Di antara raja-raja Kediri yang termasyur adalah Jayabaya yang memerintah antara tahun 1135 sampai 1157. Di bawah beliau pujangga kraton, Mpu Sedah, menerjemahkan sebagian dari Epos India Mahabarata ke dalam bahasa Jawa dengan nama Baratayuda. Karya ini sampai sekarang merupakan sumber utama bagi wayang Jawa. Jauh kemudian, dalam abad XVIII, Raja Jayabaya dipergunakan sebagai pemaklum ramalan-ramalan Ratu Adil yang meramalkan bahwa Pulau Jawa akan mengalami masa kekacauan, tetapi akhirnya akan dibawa ke kebesaran baru oleh Sang Ratu Adil Herucakra. Ramalan-ramalan ini dalam abad XIX mempunyai pengaruh besar atas kesadaran politik di Jawa dan berulang-ulang terjadi pemberontakan-pemberontakan kecil di bawah pemimpin-pemimpin yang menganggap diri sebagai Ratu Adil. Juga pemberontakan Pangeran Diponegoro dari Yogyakarta yang melibatkan pihak Belanda dalam suatu perang dari 1825-1830 yang hanya dengan susah payah dan melalui tipu-muslihat dapat mereka akhiri, didorong oleh harapan-harapan akan Ratu Adil.

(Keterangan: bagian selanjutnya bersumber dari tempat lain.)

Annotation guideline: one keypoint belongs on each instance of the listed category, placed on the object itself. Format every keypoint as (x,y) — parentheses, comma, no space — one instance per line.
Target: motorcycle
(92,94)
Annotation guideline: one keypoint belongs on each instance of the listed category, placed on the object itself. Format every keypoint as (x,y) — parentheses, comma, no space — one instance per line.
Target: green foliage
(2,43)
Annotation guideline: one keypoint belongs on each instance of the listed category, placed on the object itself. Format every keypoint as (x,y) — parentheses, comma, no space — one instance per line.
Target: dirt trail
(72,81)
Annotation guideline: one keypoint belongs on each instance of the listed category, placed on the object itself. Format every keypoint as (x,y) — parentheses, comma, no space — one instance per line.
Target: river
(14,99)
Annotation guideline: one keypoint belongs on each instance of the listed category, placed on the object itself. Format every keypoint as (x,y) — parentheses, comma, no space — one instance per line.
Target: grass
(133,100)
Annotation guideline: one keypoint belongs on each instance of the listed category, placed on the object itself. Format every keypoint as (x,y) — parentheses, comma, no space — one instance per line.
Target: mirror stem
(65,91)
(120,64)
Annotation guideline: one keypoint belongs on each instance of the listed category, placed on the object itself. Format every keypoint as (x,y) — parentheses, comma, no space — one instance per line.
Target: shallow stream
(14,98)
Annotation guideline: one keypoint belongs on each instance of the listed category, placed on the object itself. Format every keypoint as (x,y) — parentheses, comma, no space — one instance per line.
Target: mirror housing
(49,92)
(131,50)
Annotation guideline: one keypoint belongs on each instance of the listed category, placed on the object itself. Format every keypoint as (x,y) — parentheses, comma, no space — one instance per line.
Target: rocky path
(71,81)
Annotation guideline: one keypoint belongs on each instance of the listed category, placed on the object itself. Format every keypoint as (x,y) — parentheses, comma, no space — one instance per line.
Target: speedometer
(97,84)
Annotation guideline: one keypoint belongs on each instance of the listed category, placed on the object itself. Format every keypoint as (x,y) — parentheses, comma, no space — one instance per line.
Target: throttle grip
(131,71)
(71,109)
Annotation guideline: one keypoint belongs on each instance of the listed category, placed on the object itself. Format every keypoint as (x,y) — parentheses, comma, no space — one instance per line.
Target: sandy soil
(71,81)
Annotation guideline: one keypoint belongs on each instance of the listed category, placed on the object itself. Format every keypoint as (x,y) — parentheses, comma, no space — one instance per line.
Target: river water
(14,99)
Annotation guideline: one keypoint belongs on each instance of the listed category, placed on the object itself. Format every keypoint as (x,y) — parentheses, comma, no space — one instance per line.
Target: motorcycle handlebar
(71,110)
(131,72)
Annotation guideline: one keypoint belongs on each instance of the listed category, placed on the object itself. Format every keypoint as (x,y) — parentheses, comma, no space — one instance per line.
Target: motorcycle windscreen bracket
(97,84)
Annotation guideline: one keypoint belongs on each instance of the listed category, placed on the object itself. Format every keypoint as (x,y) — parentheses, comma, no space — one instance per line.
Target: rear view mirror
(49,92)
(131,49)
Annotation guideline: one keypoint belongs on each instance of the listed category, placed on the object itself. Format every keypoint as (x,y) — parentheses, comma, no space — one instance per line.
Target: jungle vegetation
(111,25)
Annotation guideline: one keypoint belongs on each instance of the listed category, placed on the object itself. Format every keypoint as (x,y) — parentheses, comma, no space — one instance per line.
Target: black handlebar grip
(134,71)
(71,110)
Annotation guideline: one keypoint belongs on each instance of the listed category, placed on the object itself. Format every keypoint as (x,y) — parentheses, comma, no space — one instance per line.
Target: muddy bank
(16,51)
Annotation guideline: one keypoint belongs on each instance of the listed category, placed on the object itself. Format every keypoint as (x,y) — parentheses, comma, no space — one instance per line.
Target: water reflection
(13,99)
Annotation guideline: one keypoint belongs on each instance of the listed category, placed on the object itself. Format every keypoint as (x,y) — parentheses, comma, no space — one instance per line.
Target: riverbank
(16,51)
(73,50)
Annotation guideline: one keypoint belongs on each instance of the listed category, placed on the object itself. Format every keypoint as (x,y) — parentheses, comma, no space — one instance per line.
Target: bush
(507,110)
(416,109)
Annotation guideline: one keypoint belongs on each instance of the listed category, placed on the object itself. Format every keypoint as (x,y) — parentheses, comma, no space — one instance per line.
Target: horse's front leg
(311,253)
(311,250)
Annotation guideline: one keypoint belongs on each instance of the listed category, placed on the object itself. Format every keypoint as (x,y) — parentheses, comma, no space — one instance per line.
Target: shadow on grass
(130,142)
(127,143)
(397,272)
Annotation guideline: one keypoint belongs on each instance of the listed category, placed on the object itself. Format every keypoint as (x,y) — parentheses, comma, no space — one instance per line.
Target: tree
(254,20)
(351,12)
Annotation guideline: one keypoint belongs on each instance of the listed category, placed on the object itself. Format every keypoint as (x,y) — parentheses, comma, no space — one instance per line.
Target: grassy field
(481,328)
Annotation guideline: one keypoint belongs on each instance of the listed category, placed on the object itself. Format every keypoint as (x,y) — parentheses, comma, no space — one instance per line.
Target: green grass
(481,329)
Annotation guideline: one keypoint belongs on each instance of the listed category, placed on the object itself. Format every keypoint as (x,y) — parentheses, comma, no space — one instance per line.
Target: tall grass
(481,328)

Suatu usaha raja Kediri yang terakhir pada tahun 1222 untuk menempatkan para pendeta ke bawah kontrol langsung dari raja, gagal; ia jatuh dan diganti oleh suatu dinasti Jawa Timur baru yang berkedudukan di Singasari dekat Malang. Raja terbesar dinasti itu adalah raja yang terakhir, Pangeran Kertanagara yang berkuasa dari tahun 1268-1292. Ia dipandang sebagai penuh kekuatan-kekuatan gaib yang luar biasa. Dikatakan, bahwa untuk menambah kesaktiannya berhadapan dengan ancaman pemimpin Mongol, Kublai Khan, maka pada umur 21 tahun ia menjalani suatu upacara pentahbisan gaib. Dikatakan juga, bahwa ia dapat memperluas kekuasaannya sampai daratan Asia, suatu anggapan yang oleh kebanyakan ahli sejarah dipandang dengan skeptis. Yang pasti ialah bahwa ia memperlakukan para utusan Kublai Khan yang menuntut agar ia tunduk pada Kublai Khan, dengan cara menghina.
- Kerajaan Majapahit
Kerajaan Majapahit, kerajaan yang paling berkuasa dalam sejarah Jawa, lahir dalam lindungan angin serangan tentara Mongol. Pangeran Wijaya-anak mantu Kertanagara-berhasil memperoleh bantuan Mongol untuk melawan Kediri. Sesudah tentara Mongol merusakkan kota Kediri, Pangeran Wijaya menjauhkan diri dari mereka, dan melibatkan mereka dalam suatu perang gerilya sehingga mereka untuk selamanya meninggalkan Tanah Jawa. Sebagai pembebas dari kaum Mongol, Pangeran Wijaya mendirikan dinasti Majapahit pada tahun 1293. Wijaya memulai kembali politik ekspansi Kertanagara. Walaupun beberapa pangeran yang telah tunduk pada Singasari berontak terhadap Majapahit, namun Wijaya berhasil untuk terus memperluas wilayahnya. Di bawah Raja Hayam Wuruk (1350-1389) dan Gajah Mada yang dari tahun menjadi patih kerajaan, Majapahit mencapai peluasannya yang paling besar walaupun para ahli tidak sependapat mengenai luas wilayah yang nyata-nyata dikuasai Majapahit; namun pada umumnya diterima bahwa Majapahit menguasai seluruh Tanah Jawa dan Bali, begitu pula kekuasaannya diakui oleh kerajaan-kerajaan, pesisir terpenting di Kepulauan Indonesia.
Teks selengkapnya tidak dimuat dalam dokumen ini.